Le prince passait son temps en sports répréhensibles et en débauches, et avait de mauvais amis. Son père lui avait souvent fait des remontrances, mais sans le moindre succès. Il soupira lorsqu’il pensa au jour pas si lointain, car il se faisait vieux, lorsque Alcouz monterait sur le trône. Cette succession était d’ailleurs universellement crainte, car le peuple savait fort bien quelle sorte de sultan ferait le jeune homme cruel et dissipé.

Vint alors à Balkh, de l’Hindoustan, un magicien de renom qui se nommait Amarou. Il devint rapidement reconnu pour son habileté à prédire l’avenir. Ses clients étaient nombreux et provenaient de toutes les classes sociales, car le désir de percer le voile du futur est universel.

Alcouz, entraîné par l’impulsion populaire, lui rendit visite. Le magicien, un homme de courte stature aux yeux flamboyants et luisants et vêtu d’une longue robe flottante, se leva du divan sur lequel il était demeuré assis, plongé dans une méditation, et s’inclina bien bas.

« Je suis venu te voir », dit Alcouz, « afin que tu me lises les décrets cachés et insondables du destin. »

« Dans la mesure de mes capacités, je vais vous servir », répondit l’Hindou. Il incita son visiteur à s’asseoir et entreprit ses préparatifs. Il prononça quelques paroles dans une langue que Alcouz ne put comprendre, et la salle s’assombrit, à l’exception de la faible lueur vacillante d’un brasero de charbons ardents. Dans celui-ci, Amarou jeta de nombreuses bûches de bois parfumé qu’il avait à portée de la main. Une fumée noire et épaisse s’éleva et, se plaçant en son centre, sa figure à moitié voilée et semblant devenir plus grande et plus impressionnante, le magicien récita des incantations dans la langue étrange et inconnue.

La salle s’éclaira et sembla se distendre à l’infini, et avec elle la vapeur noire. Alcouz ne pouvait plus voir les murs, et la salle lui sembla quelque vaste caverne scellée à une certaine distance par les ténèbres. La fumée prit des formes tournoyantes et fantastiques qui prirent rapidement l’apparence d’êtres humains. Au même moment, les murs de ténèbres se contractèrent jusqu’à ne laisser qu’un espace aussi large que la salle du trône du sultan. Encore plus de fumée s’éleva du brasero et se changea en longues rangées de colonnes et en dais et en trône. Une forme ombragée s’assit sur le trône devant lequel d’autres formes s’étaient assemblées et s’agenouillaient. Elles devinrent rapidement plus claires et plus distinctes, et Alcouz les reconnut.
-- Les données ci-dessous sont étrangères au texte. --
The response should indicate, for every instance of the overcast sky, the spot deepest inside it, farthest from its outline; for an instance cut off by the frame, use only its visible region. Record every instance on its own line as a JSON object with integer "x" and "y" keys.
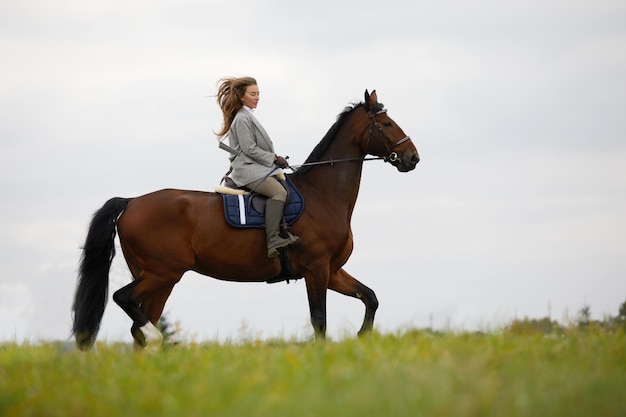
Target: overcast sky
{"x": 518, "y": 207}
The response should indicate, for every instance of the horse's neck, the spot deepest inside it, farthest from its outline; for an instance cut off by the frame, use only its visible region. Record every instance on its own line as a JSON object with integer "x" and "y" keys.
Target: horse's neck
{"x": 340, "y": 181}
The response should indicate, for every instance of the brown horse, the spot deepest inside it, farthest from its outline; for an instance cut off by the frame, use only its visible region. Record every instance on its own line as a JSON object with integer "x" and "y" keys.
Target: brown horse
{"x": 168, "y": 232}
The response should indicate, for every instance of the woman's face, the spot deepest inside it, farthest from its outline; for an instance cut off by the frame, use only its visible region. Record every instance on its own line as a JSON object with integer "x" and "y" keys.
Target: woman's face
{"x": 251, "y": 96}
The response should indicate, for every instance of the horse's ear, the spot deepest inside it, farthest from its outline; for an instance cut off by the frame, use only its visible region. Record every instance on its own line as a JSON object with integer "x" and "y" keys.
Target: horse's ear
{"x": 371, "y": 100}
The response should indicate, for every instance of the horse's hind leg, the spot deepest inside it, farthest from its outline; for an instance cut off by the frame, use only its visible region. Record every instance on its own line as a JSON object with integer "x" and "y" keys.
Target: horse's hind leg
{"x": 143, "y": 301}
{"x": 346, "y": 284}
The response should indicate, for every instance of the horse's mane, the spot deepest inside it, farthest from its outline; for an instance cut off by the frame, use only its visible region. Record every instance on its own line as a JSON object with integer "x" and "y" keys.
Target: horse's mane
{"x": 321, "y": 147}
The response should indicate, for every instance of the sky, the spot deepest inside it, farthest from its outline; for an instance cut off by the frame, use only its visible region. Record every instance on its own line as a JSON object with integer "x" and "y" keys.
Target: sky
{"x": 517, "y": 208}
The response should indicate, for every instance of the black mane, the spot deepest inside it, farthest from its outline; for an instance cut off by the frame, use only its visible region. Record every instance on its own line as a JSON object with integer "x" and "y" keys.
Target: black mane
{"x": 321, "y": 147}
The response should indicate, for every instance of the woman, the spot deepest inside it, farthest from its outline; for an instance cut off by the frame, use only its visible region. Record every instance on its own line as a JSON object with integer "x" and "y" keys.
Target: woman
{"x": 253, "y": 162}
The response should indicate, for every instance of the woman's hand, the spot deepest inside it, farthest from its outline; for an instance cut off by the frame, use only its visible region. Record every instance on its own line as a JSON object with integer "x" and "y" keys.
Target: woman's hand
{"x": 281, "y": 162}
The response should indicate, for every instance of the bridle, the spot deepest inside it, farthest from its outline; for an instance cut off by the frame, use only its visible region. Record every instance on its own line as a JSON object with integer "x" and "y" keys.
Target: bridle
{"x": 392, "y": 156}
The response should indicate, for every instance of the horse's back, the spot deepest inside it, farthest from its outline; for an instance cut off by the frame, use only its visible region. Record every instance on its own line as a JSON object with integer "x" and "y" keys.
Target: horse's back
{"x": 163, "y": 225}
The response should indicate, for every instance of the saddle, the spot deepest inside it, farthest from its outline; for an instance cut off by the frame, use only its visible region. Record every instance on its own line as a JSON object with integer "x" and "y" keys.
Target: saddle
{"x": 244, "y": 209}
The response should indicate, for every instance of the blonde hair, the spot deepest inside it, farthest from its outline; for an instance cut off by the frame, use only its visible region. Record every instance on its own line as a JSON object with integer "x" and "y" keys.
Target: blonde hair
{"x": 230, "y": 92}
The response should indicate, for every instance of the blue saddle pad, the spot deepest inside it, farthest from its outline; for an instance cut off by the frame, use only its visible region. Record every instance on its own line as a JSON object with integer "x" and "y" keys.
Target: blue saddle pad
{"x": 240, "y": 212}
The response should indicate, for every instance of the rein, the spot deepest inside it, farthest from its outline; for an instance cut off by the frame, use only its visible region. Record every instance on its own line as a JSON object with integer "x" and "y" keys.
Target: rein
{"x": 337, "y": 161}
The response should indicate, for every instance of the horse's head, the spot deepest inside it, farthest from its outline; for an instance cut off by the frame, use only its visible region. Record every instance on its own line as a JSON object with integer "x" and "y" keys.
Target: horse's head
{"x": 385, "y": 138}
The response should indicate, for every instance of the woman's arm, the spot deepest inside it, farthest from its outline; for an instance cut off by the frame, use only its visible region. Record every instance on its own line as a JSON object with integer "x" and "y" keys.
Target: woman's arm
{"x": 245, "y": 132}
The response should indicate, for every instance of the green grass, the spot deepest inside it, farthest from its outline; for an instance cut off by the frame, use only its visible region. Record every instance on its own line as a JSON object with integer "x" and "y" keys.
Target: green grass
{"x": 580, "y": 373}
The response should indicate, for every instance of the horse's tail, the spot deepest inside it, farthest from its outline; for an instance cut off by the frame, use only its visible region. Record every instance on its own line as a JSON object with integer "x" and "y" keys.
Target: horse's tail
{"x": 93, "y": 276}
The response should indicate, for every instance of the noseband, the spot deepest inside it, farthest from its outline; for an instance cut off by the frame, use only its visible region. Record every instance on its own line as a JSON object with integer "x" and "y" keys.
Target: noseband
{"x": 391, "y": 155}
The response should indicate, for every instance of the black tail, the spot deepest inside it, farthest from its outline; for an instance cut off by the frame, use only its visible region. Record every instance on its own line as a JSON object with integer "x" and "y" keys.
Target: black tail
{"x": 93, "y": 276}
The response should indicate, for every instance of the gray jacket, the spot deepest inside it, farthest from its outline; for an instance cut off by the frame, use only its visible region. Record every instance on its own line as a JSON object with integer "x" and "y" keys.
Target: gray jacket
{"x": 255, "y": 158}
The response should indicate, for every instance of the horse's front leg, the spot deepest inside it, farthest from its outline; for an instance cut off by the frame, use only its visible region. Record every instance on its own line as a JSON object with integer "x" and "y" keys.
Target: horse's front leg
{"x": 316, "y": 287}
{"x": 346, "y": 284}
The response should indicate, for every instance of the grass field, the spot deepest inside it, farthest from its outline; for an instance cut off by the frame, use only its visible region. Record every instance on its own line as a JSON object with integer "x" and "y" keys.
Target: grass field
{"x": 413, "y": 373}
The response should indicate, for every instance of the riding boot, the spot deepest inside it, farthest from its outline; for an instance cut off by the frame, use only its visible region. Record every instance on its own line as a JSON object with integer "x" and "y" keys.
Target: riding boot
{"x": 273, "y": 217}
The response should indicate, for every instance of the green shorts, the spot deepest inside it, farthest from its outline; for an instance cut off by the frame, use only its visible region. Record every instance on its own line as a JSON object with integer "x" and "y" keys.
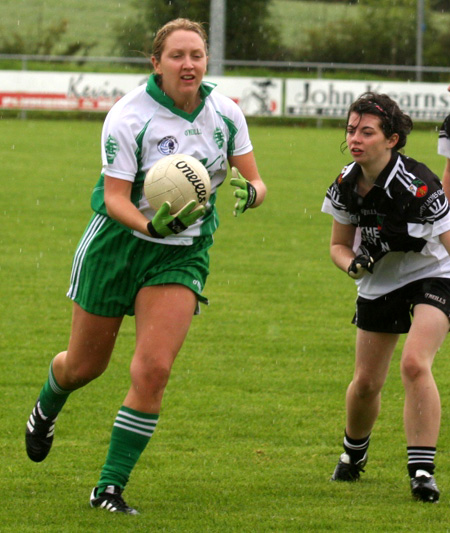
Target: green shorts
{"x": 111, "y": 265}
L’endroit était la salle du trône royal, et la forme assise était lui-même. Les autres étaient des officiers de la cour et ses amis personnels. Une couronne fut placée sur la tête d’Alcouz, et ses courtisans s’agenouillèrent en guise d’hommage. La scène se maintint pendant un certain temps, puis les formes retournèrent à leur état de vapeur noire.

Amarou se tint aux côtés du prince. « Ce que vous venez de contempler viendra un jour », dit-il. « À présent, vous devez poser votre regard sur un autre événement. »

Le magicien se tint de nouveau dans la fumée tourbillonnante et prononça des incantations, et de nouveau la vapeur se changea en colonnes et en un trône occupé par la forme solitaire d’Alcouz. Il était assis, les yeux plongés dans une profonde méditation. Apparut alors un esclave qui sembla lui parler, puis qui se retira.

Puis vint une forme que Alcouz reconnut comme étant celle d’Amarou, le magicien hindou. Il s’agenouilla devant le trône et sembla lui présenter quelque requête. La forme assise était apparemment sur le point de répondre lorsque l’Hindou, bondissant soudainement sur ses pieds, tira un long couteau de sa robe et la poignarda.

Pratiquement au même instant, Alcouz, qui, frappé d’horreur, contemplait la scène, poussa un cri sauvage et s’effondra raide mort, frappé au cœur par le magicien, qui s’était glissé en silence derrière lui.